This continues a series of profiles we started last year on Indow employees. This one share our experience employing refugees and Myo’s experience with us. 

employing refugees has been valuable to Indow and to MyoMyo cuts tubing on the Indow factory floor, a job that requires precision and patience.

He reads the laser measurements of people’s window frames sent from around the country and cuts the silicone compression tube so that each insert fits snugly inside its respective window.

He is more than qualified, having received a B.S. in physics at Rangoon University in Burma as well as a machine tools vocational degree.

His path to Portland and Indow is long and involved.

Myo worked for an international engineering company – Cosmo Engineering – straight out of university making punches and dies, chutes and cams. But he fled his home country in 2002 for his company’s Malaysian branch after the military government began investigating his involvement in the 1988 university student protests.

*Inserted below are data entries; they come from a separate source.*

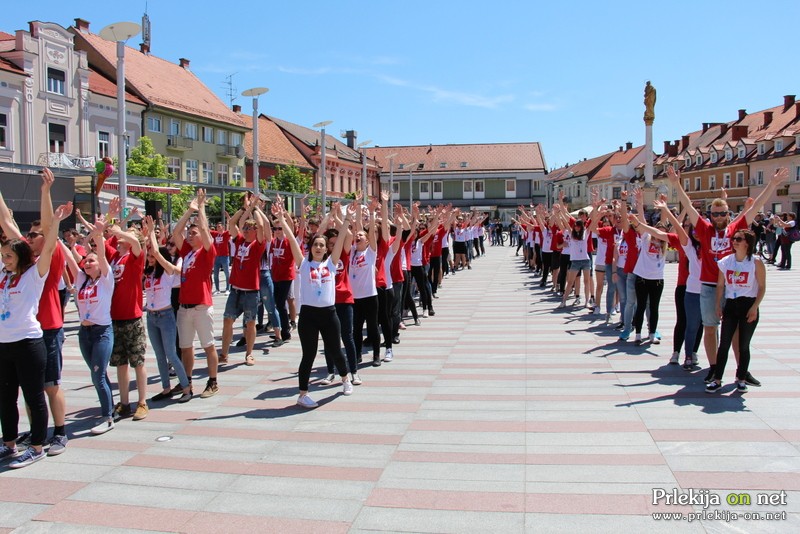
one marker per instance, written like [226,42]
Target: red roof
[448,158]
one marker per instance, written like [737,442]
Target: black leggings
[734,317]
[22,366]
[648,293]
[366,310]
[313,322]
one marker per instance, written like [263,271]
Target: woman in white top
[316,275]
[22,351]
[162,327]
[743,282]
[95,287]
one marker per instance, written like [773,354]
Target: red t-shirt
[282,261]
[715,245]
[196,275]
[221,243]
[246,268]
[49,315]
[344,295]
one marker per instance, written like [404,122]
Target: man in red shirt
[246,276]
[222,246]
[49,314]
[196,312]
[715,243]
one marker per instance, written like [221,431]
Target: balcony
[177,142]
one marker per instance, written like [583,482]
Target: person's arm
[51,238]
[761,278]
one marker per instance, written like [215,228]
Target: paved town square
[499,414]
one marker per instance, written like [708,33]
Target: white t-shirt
[693,281]
[650,264]
[317,283]
[362,273]
[740,276]
[94,297]
[158,291]
[19,304]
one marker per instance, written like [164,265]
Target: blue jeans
[162,329]
[222,263]
[96,343]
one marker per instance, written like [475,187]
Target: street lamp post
[391,157]
[323,177]
[255,92]
[119,32]
[363,166]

“We need democracy and freedom,” he explained. “The students need to protest.”

It wasn’t safe for him in Malaysia either. In 2012, the United States granted his family refugee status and he moved with his wife and two children to Texas. There he worked and saved until his family could move to Portland to be closer to friends and take advantage of a good public transportation system. He takes TriMet from his home near SE Division and 82nd to work on North Interstate every day.

“Everyone works together and cooperates – we give each other a helping hand,” he said of his new job.  “I want to grow Indow.”

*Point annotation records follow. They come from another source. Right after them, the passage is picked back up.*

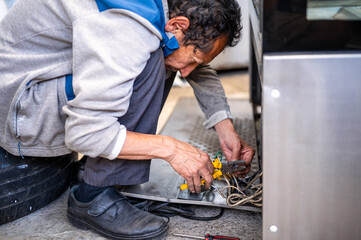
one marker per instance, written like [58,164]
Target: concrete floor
[50,222]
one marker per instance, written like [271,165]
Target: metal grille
[208,142]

He plans to study at Portland Community College to improve his English. Through a program with the Immigrant & Refugee Community Organization that matched his savings, he was able to buy a used car. When asked what he misses about Burma, he said, “everything”: his friends, his family, the noodle dish Moke-hin-khar, the British-style buildings from when Burma was a British colony. Inspired by our work with Myo and IRCO, Indow helped found We Hire Refugees.

But certain things remind him of Burma like the conifers in Portland, which he had in his hometown, Kalaw.

What does he like best about the U.S.?

“Everyone has human rights,” he said. “If you’re not satisfied, you can tell the government, ‘You’re wrong.’ In Burma you can go to jail.”

Freedom of expression is something we’re thinking a lot about right now. Indow helped create greater public access at Alcatraz for the groundbreaking Ai Weiwei exhibit on human rights by lining the broken gun gallery windows of the New Industries Building with inserts.

We are happy working at Indow has helped Myo establish new roots in the United States.